The recombinant plasmid pUC-HUH-PDAT-SbPDAT takes pUC57-hisG-Ura-hisG as a framework, a PDAT-up homologous arm on the upstream side of a PDAT site initiation codon and a PDAT-dm homologous arm on the downstream side of a termination codon in Yarrowia lipolytica Po fDeltaku 70 are inserted, and a SbPDAT gene expression cassette (P TEFin -SbPDAT-T xpr2t ) Orotidine-5' -phosphate decarboxylase encoding gene expression cassette (comprising Yarrowia lipolytica endogenous promoter P TEFin Orotidine-5' -phosphate decarboxylase and terminator T xpr2t ) Also between the upstream and downstream homology arms. The construction of the recombinant plasmid pUC-HUH-PDAT-SbPDAT is the same as that of FIG. 4, except that GPAT-up and GPAT-dm are replaced with PDAT-up and PDAT-dm, respectively, and the SbPDAT gene expression cassette is replaced with SbGPAT gene expression cassette.
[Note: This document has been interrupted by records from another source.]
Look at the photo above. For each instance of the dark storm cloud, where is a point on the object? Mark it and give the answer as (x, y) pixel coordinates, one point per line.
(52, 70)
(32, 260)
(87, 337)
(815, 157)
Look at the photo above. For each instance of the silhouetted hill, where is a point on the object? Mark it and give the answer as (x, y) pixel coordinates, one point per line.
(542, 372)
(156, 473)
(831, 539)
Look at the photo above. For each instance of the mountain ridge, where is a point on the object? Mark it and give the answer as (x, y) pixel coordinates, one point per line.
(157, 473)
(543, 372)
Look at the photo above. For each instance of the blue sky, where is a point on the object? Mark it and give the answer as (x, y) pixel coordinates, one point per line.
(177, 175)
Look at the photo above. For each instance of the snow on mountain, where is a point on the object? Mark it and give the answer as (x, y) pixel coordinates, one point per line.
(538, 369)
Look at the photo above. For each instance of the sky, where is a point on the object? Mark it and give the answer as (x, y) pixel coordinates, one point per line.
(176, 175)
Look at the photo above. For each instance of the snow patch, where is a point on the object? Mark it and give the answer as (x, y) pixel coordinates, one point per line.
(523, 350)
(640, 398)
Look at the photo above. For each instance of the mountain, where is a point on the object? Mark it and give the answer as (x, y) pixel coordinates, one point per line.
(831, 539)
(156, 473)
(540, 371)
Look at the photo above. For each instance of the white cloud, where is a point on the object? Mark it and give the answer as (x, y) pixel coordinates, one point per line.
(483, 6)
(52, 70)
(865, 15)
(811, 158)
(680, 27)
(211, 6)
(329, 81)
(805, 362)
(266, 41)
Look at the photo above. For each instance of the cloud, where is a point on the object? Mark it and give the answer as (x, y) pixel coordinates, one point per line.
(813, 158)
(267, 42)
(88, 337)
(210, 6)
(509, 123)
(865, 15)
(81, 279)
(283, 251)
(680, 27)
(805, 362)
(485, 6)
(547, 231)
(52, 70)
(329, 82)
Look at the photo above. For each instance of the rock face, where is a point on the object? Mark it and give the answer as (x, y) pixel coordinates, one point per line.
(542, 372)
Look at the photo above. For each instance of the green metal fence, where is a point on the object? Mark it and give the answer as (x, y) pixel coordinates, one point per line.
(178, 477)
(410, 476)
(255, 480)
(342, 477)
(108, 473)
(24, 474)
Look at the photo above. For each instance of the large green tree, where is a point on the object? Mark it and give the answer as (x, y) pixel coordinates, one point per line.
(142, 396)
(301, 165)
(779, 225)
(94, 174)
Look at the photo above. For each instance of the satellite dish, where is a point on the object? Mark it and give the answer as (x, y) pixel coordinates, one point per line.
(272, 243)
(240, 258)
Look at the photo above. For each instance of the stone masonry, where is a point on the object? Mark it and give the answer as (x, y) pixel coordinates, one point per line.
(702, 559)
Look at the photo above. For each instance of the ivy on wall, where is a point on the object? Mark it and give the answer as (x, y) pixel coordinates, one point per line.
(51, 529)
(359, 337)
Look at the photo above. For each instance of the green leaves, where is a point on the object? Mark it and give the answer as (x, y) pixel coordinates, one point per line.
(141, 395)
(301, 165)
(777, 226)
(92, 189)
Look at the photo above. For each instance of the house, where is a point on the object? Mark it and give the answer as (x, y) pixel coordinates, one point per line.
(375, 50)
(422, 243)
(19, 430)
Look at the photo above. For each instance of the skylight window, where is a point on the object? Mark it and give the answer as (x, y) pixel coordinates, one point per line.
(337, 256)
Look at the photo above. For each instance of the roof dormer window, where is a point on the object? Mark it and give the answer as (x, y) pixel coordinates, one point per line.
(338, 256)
P is defined as PDAT:: TEFin f and PDAT:: P TEFin R is a primer, yarrowia lipolytica Po fDeltaku 70 genome DNA is used as a template, and SbPDAT expression cassette promoter P is amplified TEFin . With PDAT:: T xpr2t F and PDAT:: T xpr2t R is a primer, yarrowia lipolytica Po fDeltaku 70 genome DNA is used as a template, and SbPDAT expression cassette terminator T is amplified xpr2t 。
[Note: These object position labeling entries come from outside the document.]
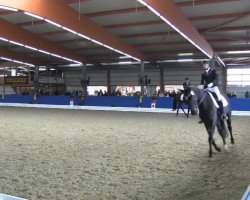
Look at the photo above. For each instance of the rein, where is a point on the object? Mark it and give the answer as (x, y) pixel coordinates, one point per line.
(202, 98)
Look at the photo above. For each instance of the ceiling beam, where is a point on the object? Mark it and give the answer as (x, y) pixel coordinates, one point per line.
(143, 9)
(56, 10)
(17, 34)
(227, 22)
(8, 53)
(151, 22)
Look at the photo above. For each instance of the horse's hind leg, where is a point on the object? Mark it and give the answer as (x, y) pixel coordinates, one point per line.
(229, 125)
(221, 130)
(216, 147)
(210, 139)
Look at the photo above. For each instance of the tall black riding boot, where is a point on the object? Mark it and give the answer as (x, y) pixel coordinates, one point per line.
(221, 110)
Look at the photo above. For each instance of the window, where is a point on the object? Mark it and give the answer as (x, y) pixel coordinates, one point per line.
(238, 77)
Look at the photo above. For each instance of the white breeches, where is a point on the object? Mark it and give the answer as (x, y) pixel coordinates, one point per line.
(215, 90)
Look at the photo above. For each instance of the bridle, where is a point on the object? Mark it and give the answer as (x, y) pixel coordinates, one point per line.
(192, 93)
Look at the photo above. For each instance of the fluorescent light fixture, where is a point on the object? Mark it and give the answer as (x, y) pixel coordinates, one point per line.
(29, 47)
(56, 55)
(67, 59)
(185, 60)
(185, 54)
(239, 52)
(154, 11)
(17, 61)
(89, 64)
(180, 60)
(8, 8)
(4, 39)
(221, 61)
(33, 15)
(75, 65)
(75, 61)
(120, 52)
(3, 58)
(109, 47)
(123, 57)
(28, 64)
(83, 36)
(137, 59)
(95, 41)
(53, 23)
(68, 29)
(46, 52)
(143, 3)
(125, 62)
(16, 43)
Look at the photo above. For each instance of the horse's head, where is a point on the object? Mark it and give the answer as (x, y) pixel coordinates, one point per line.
(190, 97)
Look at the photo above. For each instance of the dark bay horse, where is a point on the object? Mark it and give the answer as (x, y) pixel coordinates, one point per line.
(208, 113)
(180, 102)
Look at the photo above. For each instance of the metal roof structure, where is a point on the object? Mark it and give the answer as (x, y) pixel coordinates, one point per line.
(106, 31)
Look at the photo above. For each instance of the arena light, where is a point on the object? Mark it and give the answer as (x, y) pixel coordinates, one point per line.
(55, 55)
(17, 61)
(185, 54)
(29, 47)
(33, 15)
(238, 52)
(68, 29)
(45, 52)
(8, 8)
(16, 43)
(95, 41)
(53, 23)
(83, 36)
(3, 58)
(173, 26)
(79, 34)
(3, 39)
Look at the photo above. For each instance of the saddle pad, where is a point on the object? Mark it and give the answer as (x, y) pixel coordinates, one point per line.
(224, 101)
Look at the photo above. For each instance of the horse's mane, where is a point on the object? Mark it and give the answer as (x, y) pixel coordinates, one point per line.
(199, 92)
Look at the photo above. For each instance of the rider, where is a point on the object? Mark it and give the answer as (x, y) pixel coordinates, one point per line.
(186, 83)
(209, 79)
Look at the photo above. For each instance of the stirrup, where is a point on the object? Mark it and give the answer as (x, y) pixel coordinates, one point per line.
(224, 116)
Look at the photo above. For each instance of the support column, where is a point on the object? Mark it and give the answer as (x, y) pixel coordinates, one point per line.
(84, 80)
(36, 82)
(3, 83)
(162, 86)
(142, 78)
(108, 82)
(224, 80)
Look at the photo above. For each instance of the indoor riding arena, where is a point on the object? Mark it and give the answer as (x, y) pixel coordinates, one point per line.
(124, 99)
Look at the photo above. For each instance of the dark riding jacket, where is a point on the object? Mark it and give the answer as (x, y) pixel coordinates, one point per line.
(186, 84)
(209, 77)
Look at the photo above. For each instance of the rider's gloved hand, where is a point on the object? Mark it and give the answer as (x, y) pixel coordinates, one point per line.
(210, 85)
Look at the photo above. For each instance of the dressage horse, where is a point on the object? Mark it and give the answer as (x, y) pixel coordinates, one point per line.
(180, 101)
(209, 114)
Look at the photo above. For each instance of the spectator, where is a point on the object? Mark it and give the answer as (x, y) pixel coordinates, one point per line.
(247, 94)
(186, 83)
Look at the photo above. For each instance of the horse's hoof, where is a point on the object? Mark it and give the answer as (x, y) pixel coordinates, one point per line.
(218, 149)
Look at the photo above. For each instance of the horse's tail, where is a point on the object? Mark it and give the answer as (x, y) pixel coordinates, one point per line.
(226, 127)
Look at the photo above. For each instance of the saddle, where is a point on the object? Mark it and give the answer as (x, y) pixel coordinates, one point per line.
(215, 100)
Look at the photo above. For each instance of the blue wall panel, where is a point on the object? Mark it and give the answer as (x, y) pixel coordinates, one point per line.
(14, 98)
(240, 104)
(54, 100)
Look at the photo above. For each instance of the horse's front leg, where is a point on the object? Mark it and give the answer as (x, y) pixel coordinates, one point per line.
(211, 142)
(222, 132)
pUC57-SbPDAT as templateIn P TEFin SbPDAT-F and T xpr2t SbPDAT-R as primer, and the amplified two ends are respectively provided with promoter P TEFin And terminator T xpr2t SbPDAT gene of homology arm.
After cleavage of the PDAT site-integrating plasmid with NEB restriction enzyme PacI, the linearized PDAT site-integrating plasmid was recovered by agarose gel electrophoresis.
The linearized PDAT site integrating plasmid and the elements (promoter P) in the SbPDAT gene expression cassette constructed in title 8 of this example TEFin SbPDAT gene and terminator T xpr2t ) The one-step cloning is realized by utilizing ClonExpress MultiS One Step Cloning Kit of Nanjinouzan biotechnology limited company, and the SbPDAT gene expression cassette is inserted between a downstream homology arm of a PDAT site integrating plasmid and a hisG tag coding gene, and a circular recombinant vector is obtained between the upstream homology arm and the downstream homology arm.
The circular recombinant vector is transformed into escherichia coli DH5 alpha competent cells, and positive recombinant plasmid pUC-HUH-PDAT-SbPDAT is obtained through screening of ampicillin resistance plates and colony PCR and sequencing verification.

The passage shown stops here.